Angoisses et deuil
Publié le 24 Novembre 2015
J’ai déjà évoqué à plusieurs reprises les pertes secondaires du deuil. Toutes ces choses qui étaient gérées à deux ou par le conjoint.
En ce qui me concerne, je suis phobique automobile, je ne conduis pas. Une pathologie tardivement diagnostiquée, des efforts surhumains pour comprendre et me soigner.

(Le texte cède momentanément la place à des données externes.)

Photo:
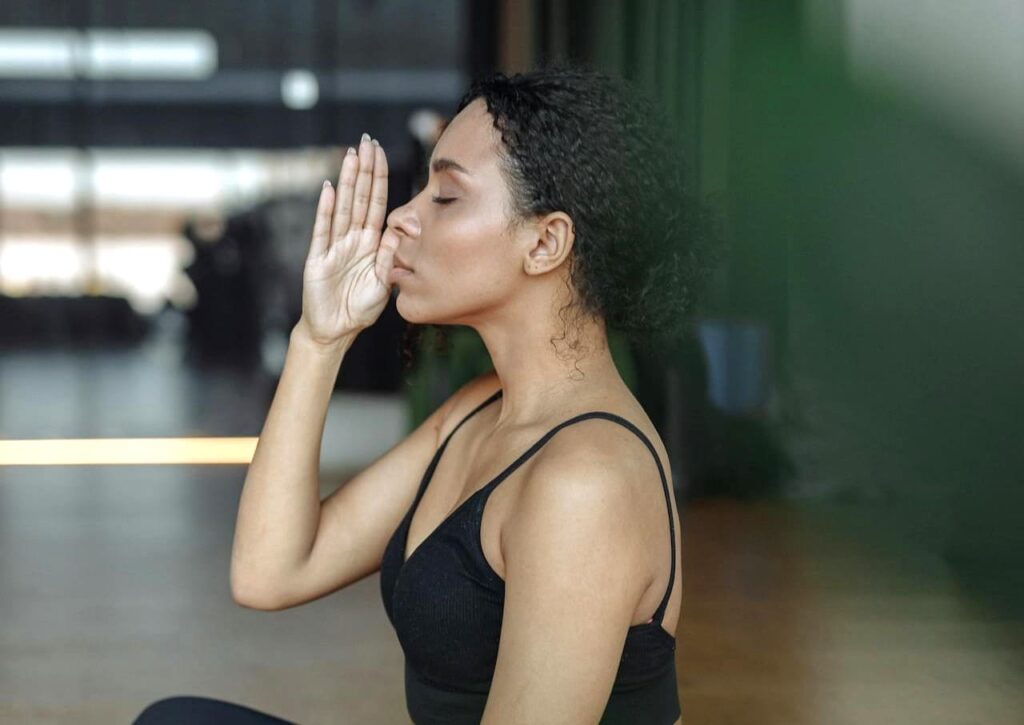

J’ai entrepris diverses thérapies qui ont partiellement calmé quelques angoisses et donné des éléments de compréhension de leur l’origine mais je reste avec cette impossibilité à conduire.
Je supporte depuis toujours, les remarques, l’ironie de gens qui ne comprennent pas qu’une phobie n’a rien à voir avec la volonté de faire…
Avec le deuil, de nombreuses personnes pensaient que n’ayant « plus le choix », j’allais forcément reprendre le volant.
Comme si mon époux si bienveillant « m’empêchait ». Il était l’un des seuls à avoir cheminé avec moi dans les méandres de mes angoisses, à les comprendre, les accepter et surtout les apaiser.
Mais comment fais-tu pour vivre sans conduire ?
Comment je fais pour être veuve, comment je fais pour supporter cette douleur et ce manque ? Comment je fais pour gérer toutes ces tâches qui m’incombent ?
Alors ne pas conduire, est une donnée parmi tant d’autre et est finalement assez secondaire en rapport de la perte et du manque de celui qui partageait ma vie.
Je suis lasse des thérapies, lasse des remarques des gens qui pensent que je trouverais une solution à mon veuvage en reprenant le volant.
Le deuil n’a pas eu cette faculté à me guérir de cette névrose. Le deuil a au contraire réactivé de nombreuses angoisses auxquelles se sont un temps surajouté des troubles obsessionnels compulsifs.
Des mois durant, le corps et l’esprit ont été dans un tel état d’affolement que je me suis souvent demandé si je ne devenais pas folle.
Dans les moments les plus pénibles, j’ai eu des pensées, des désirs d’hospitalisation. Une demande non exprimée de prise en charge, de sédation, pour ne plus avoir à penser, à décider, à me lever, à vivre.
Les deux psy qui m’ont suivi pendant 18 mois, n’ont pas eux même mesuré l’ampleur de ma détresse. Tous les deux se sont focalisés sur ma phobie à résoudre. Un but, leur but comme solution à mon écartèlement.
Il était trop tôt et ces deux nouvelles thérapies ont eu pour effet de m’éloigner encore plus loin de cette possibilité à reprendre le volant.
Aide toi, le ciel t’aidera. A un moment donné, c’est ce que j’ai décidé de faire avec courage.
Prendre soin de moi avec la même considération que je porte aux résidents de mon EHPAD. Un véritable projet pour traverser mon deuil, me reconstruire et parvenir à la résilience.
J’ai donc repris le volant de ma vie, j’ai repris la route par des chemins sinueux, inconnus, étroits.
D'étapes en étapes, j’ai cahoté sur cette voie instable. Et peu à peu, j'ai appris à vivre intensément l’instant présent, à vivre les yeux et le coeur ouverts, à attraper tous ces signes positifs.
Et aujourdhui je peux le dire, l'avenir est un mot qui a repris du sens.